Olivia Pope Fixes Chris Christie

Gov. Chris Christie “did a great job” reacting to the unfolding Bridgegate scandal this week, according to … the Washington political fixer who inspired the Olivia Pope character on “Scandal.” —The New York Daily News

This is what I need from you. I need you on the phone to my people at the Port Authority. I need a spot on the next season of “Biggest Loser.” I need a picture of the Governor and his family stuck in traffic. I need an unstained tie. I need a lot of concealer. And I need a coffee with six sugars. NOW.

This looks bad. I know this looks bad. You have the entire greater New York press corps outside your door, and they’re not going to accept “Oh, sorry, the buzzer’s acting weird.” And all of them—every one—they only have one question, and it’s the same question, and it isn’t about you doing a duet with a popular New Jersey rock star. Because right now your best-case scenario is you were incompetent. And your worst-case scenario is Hillary Clinton getting a rabbit.

I need everything you’ve got on Bridget Anne Kelly. Parking tickets. Does she use family events as free child care? Does she ever “reply all” to e-mails? Has she cut off her own ear and sent it to her father so he would think that she had been kidnapped? The more we can make this woman look like someone in a movie who is only pretending to be human but is actually a robot or an alien, the more you can think about the chairs in the Oval Office.

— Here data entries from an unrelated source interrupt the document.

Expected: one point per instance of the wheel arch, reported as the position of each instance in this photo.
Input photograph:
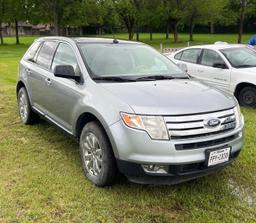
(19, 85)
(240, 86)
(87, 117)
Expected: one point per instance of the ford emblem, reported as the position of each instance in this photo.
(212, 122)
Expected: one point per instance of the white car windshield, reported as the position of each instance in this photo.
(127, 61)
(240, 57)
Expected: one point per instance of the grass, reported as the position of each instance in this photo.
(41, 178)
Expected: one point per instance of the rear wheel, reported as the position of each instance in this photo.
(247, 96)
(27, 115)
(96, 154)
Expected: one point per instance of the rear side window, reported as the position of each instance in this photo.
(65, 56)
(32, 51)
(45, 54)
(178, 56)
(210, 57)
(191, 55)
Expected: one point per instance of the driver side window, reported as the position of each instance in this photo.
(65, 56)
(210, 57)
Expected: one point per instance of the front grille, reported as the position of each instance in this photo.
(192, 126)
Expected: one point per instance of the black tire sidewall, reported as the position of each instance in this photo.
(242, 93)
(108, 169)
(23, 91)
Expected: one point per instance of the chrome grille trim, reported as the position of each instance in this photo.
(189, 126)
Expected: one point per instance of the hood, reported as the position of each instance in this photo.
(247, 70)
(170, 97)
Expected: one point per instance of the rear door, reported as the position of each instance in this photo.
(216, 77)
(63, 94)
(39, 74)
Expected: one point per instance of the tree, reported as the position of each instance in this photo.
(2, 13)
(172, 11)
(241, 20)
(15, 12)
(202, 12)
(235, 12)
(127, 13)
(150, 17)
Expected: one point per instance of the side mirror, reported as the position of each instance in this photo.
(183, 67)
(66, 71)
(220, 65)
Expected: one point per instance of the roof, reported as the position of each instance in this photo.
(87, 39)
(217, 46)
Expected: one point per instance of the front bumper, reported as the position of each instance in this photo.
(136, 146)
(185, 158)
(176, 173)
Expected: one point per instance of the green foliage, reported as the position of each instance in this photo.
(41, 178)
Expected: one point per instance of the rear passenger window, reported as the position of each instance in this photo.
(45, 54)
(65, 56)
(210, 57)
(32, 51)
(178, 56)
(191, 55)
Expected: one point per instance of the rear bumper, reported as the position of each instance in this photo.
(176, 173)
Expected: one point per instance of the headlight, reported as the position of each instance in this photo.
(238, 116)
(153, 125)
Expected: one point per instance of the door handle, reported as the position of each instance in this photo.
(48, 81)
(28, 71)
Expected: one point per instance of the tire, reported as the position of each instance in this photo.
(96, 154)
(247, 96)
(27, 115)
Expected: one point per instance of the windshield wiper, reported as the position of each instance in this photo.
(245, 65)
(113, 79)
(158, 77)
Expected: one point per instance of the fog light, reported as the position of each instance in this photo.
(152, 168)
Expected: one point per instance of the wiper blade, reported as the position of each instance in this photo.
(154, 77)
(245, 65)
(158, 77)
(113, 79)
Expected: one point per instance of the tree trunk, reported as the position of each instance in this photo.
(241, 25)
(212, 30)
(1, 34)
(167, 31)
(191, 29)
(137, 33)
(130, 32)
(67, 31)
(151, 33)
(175, 32)
(17, 32)
(56, 20)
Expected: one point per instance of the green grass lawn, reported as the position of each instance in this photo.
(41, 178)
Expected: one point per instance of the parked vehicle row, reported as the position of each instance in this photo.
(229, 67)
(130, 108)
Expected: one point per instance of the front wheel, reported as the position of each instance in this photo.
(247, 97)
(96, 154)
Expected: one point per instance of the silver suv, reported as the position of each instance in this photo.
(132, 110)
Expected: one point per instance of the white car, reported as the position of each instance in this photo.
(229, 67)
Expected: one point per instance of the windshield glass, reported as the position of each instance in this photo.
(131, 61)
(240, 57)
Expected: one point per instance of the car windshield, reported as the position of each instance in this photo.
(132, 62)
(240, 57)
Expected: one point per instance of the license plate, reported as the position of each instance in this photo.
(218, 156)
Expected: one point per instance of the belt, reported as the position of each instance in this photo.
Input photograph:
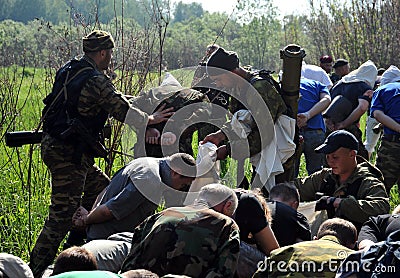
(391, 137)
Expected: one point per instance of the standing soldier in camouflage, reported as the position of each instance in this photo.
(201, 240)
(76, 110)
(255, 93)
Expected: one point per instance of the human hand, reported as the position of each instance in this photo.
(339, 126)
(329, 124)
(168, 138)
(216, 138)
(79, 217)
(161, 115)
(222, 152)
(325, 203)
(152, 135)
(302, 119)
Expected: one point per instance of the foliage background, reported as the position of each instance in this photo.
(38, 36)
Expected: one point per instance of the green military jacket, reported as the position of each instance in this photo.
(370, 199)
(186, 241)
(261, 134)
(315, 258)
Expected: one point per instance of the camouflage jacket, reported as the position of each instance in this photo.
(191, 108)
(369, 199)
(186, 241)
(263, 128)
(315, 258)
(99, 94)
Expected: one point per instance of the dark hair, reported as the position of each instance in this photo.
(183, 164)
(260, 197)
(343, 230)
(139, 273)
(74, 259)
(286, 191)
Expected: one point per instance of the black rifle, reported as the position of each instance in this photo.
(20, 138)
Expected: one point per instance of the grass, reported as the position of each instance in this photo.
(25, 188)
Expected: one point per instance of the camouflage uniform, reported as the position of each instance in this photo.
(74, 174)
(363, 193)
(186, 241)
(276, 107)
(186, 123)
(317, 258)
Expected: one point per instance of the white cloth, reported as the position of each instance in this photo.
(316, 73)
(241, 123)
(392, 74)
(14, 267)
(269, 161)
(207, 170)
(367, 73)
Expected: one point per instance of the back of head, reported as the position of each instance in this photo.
(284, 192)
(74, 259)
(215, 194)
(183, 164)
(223, 60)
(392, 74)
(97, 40)
(396, 210)
(367, 73)
(343, 230)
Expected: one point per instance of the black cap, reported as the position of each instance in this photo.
(227, 60)
(338, 139)
(340, 62)
(325, 59)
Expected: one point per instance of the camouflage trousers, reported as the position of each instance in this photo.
(387, 162)
(69, 181)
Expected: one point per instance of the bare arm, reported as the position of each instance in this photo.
(387, 121)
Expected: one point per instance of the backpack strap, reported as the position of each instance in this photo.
(63, 89)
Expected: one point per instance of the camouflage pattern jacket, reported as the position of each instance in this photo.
(363, 194)
(186, 241)
(276, 106)
(191, 108)
(99, 94)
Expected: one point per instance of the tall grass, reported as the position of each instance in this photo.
(25, 182)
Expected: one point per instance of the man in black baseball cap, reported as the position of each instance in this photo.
(351, 187)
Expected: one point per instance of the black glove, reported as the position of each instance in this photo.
(325, 203)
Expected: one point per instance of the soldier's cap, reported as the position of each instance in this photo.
(340, 63)
(325, 59)
(338, 139)
(223, 59)
(97, 40)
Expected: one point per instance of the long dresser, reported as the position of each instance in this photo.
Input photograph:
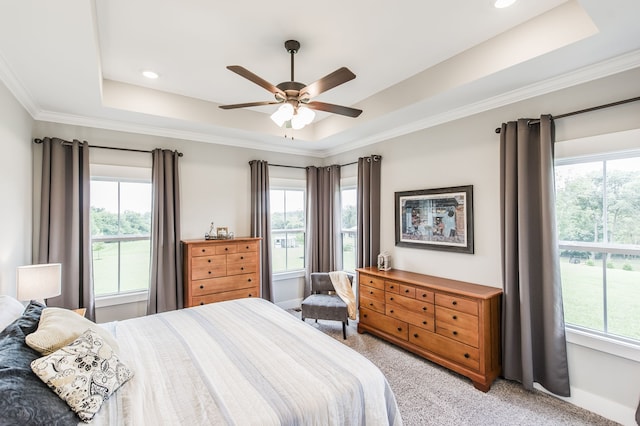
(217, 270)
(452, 323)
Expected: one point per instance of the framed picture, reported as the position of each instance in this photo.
(435, 219)
(222, 232)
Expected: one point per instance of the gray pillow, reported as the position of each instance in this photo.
(24, 398)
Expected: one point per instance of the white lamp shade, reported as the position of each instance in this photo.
(39, 282)
(282, 114)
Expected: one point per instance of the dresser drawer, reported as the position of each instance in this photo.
(242, 263)
(227, 295)
(384, 323)
(372, 293)
(408, 291)
(371, 281)
(202, 251)
(392, 287)
(469, 337)
(247, 247)
(228, 248)
(208, 267)
(406, 303)
(456, 319)
(214, 285)
(457, 303)
(447, 348)
(376, 305)
(418, 319)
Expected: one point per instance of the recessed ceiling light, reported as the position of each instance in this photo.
(150, 74)
(500, 4)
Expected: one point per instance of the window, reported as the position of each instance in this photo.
(120, 235)
(349, 228)
(287, 229)
(598, 217)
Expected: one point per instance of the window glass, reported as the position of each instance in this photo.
(287, 229)
(120, 232)
(349, 228)
(598, 218)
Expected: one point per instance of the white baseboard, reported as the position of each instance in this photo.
(599, 405)
(290, 304)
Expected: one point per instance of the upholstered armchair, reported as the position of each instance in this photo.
(323, 302)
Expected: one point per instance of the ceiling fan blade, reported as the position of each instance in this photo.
(336, 78)
(248, 104)
(242, 71)
(335, 109)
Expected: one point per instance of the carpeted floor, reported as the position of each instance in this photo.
(428, 394)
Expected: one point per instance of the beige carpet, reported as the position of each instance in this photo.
(428, 394)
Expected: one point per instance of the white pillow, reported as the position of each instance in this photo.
(58, 327)
(10, 310)
(84, 374)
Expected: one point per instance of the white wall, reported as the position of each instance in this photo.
(215, 186)
(466, 152)
(15, 189)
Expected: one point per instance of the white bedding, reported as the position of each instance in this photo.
(243, 362)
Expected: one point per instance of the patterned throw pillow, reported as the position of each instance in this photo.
(84, 373)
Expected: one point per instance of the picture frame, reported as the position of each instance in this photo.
(222, 232)
(435, 219)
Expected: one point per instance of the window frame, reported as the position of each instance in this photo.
(298, 187)
(602, 340)
(120, 174)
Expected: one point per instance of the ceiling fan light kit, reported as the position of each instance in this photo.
(296, 109)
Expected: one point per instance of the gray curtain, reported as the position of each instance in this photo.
(533, 340)
(166, 286)
(324, 236)
(65, 231)
(261, 221)
(368, 238)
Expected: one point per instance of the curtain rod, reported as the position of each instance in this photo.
(39, 141)
(568, 114)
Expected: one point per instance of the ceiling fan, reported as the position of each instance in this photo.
(295, 96)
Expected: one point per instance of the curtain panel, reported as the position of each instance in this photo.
(166, 286)
(261, 222)
(324, 236)
(65, 231)
(533, 333)
(368, 211)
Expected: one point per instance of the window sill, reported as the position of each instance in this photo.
(603, 344)
(121, 299)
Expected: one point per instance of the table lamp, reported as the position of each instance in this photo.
(39, 282)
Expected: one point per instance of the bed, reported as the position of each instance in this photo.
(244, 362)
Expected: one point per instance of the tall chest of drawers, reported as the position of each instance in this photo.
(452, 323)
(217, 270)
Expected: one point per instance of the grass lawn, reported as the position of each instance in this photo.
(584, 295)
(133, 271)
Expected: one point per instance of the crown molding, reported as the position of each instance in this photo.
(583, 75)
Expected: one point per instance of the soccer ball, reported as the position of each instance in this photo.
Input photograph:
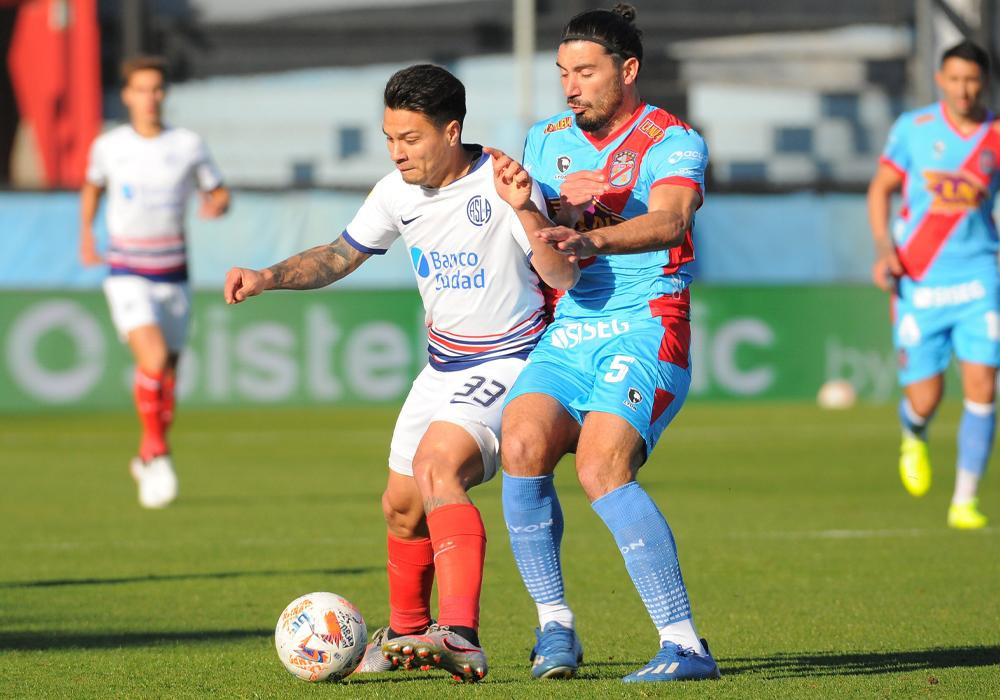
(836, 394)
(320, 637)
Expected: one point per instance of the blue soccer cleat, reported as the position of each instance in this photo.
(557, 652)
(676, 663)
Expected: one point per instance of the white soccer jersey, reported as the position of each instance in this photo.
(148, 183)
(472, 261)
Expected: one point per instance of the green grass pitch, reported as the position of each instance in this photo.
(810, 571)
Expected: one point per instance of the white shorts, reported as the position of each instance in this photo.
(471, 398)
(136, 301)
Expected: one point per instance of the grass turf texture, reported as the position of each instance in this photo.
(811, 572)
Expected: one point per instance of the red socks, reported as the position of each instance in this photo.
(167, 399)
(149, 404)
(411, 575)
(459, 540)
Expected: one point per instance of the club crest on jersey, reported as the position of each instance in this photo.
(953, 190)
(622, 168)
(479, 210)
(564, 123)
(651, 130)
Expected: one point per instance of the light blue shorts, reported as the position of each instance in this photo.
(930, 321)
(637, 370)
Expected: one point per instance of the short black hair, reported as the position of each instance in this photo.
(429, 90)
(134, 64)
(969, 51)
(613, 29)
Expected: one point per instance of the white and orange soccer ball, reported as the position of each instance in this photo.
(320, 637)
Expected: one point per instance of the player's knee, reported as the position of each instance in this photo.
(522, 452)
(598, 480)
(438, 475)
(403, 517)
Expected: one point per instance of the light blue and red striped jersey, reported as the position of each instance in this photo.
(652, 149)
(945, 228)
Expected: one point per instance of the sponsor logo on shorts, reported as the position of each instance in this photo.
(908, 332)
(633, 399)
(572, 334)
(936, 297)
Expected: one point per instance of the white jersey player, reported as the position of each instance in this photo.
(476, 272)
(149, 172)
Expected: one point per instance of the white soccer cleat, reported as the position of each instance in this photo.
(156, 480)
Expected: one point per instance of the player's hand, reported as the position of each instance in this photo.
(575, 245)
(579, 192)
(512, 181)
(88, 251)
(242, 283)
(886, 271)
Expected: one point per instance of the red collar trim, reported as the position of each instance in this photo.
(600, 144)
(954, 127)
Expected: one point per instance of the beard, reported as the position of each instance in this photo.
(601, 111)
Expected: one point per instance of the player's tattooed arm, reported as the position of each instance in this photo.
(310, 269)
(316, 267)
(887, 268)
(664, 226)
(514, 185)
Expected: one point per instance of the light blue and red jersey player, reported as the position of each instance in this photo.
(623, 179)
(940, 262)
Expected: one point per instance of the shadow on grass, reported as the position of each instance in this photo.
(47, 641)
(156, 578)
(799, 665)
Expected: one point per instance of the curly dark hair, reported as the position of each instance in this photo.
(613, 29)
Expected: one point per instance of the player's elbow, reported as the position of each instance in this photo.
(563, 276)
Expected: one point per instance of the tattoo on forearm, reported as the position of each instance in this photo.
(317, 267)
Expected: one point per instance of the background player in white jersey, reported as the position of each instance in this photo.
(149, 171)
(473, 263)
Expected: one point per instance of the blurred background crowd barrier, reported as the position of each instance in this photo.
(794, 97)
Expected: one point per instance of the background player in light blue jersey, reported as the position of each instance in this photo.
(623, 179)
(940, 263)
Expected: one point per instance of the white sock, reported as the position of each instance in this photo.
(919, 422)
(555, 612)
(966, 483)
(684, 634)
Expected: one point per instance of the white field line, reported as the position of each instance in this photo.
(365, 544)
(853, 534)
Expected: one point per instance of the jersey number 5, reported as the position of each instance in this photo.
(619, 368)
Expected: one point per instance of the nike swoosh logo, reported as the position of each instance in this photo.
(443, 550)
(452, 647)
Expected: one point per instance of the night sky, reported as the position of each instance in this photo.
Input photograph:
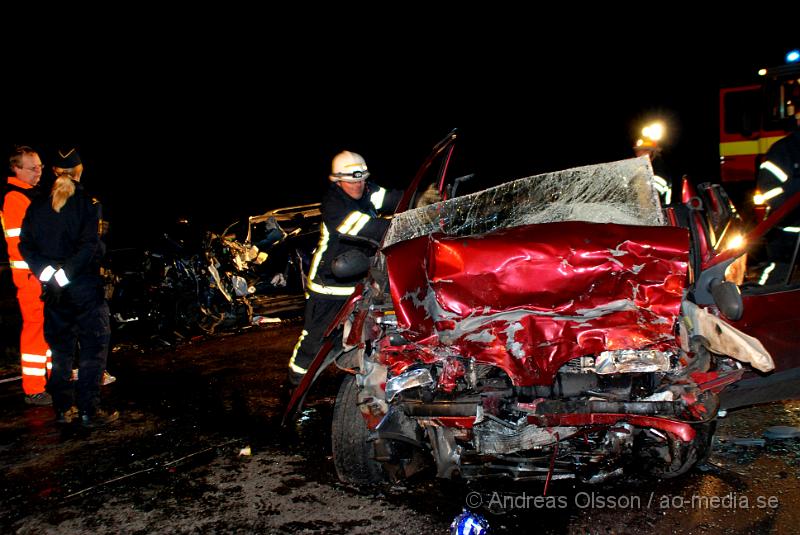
(216, 136)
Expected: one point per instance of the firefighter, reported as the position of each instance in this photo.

I know we’re here, and we’re in the battle, and it looks like the only way out is to admit you are a crazy, vindictive political bully, but I need you to snap out of it. I need you to hear me right now: this is nothing.

This is nothing. This is a political victory for you. This is storming Normandy. This is you and the Constitution and the Stars and Stripes waving behind you. You murdered no one. You tortured no one, although you thought about it. You didn’t have sex with the President of the United States in a closet at his Chief of Staff’s baby’s christening. You didn’t rig a national election—yet.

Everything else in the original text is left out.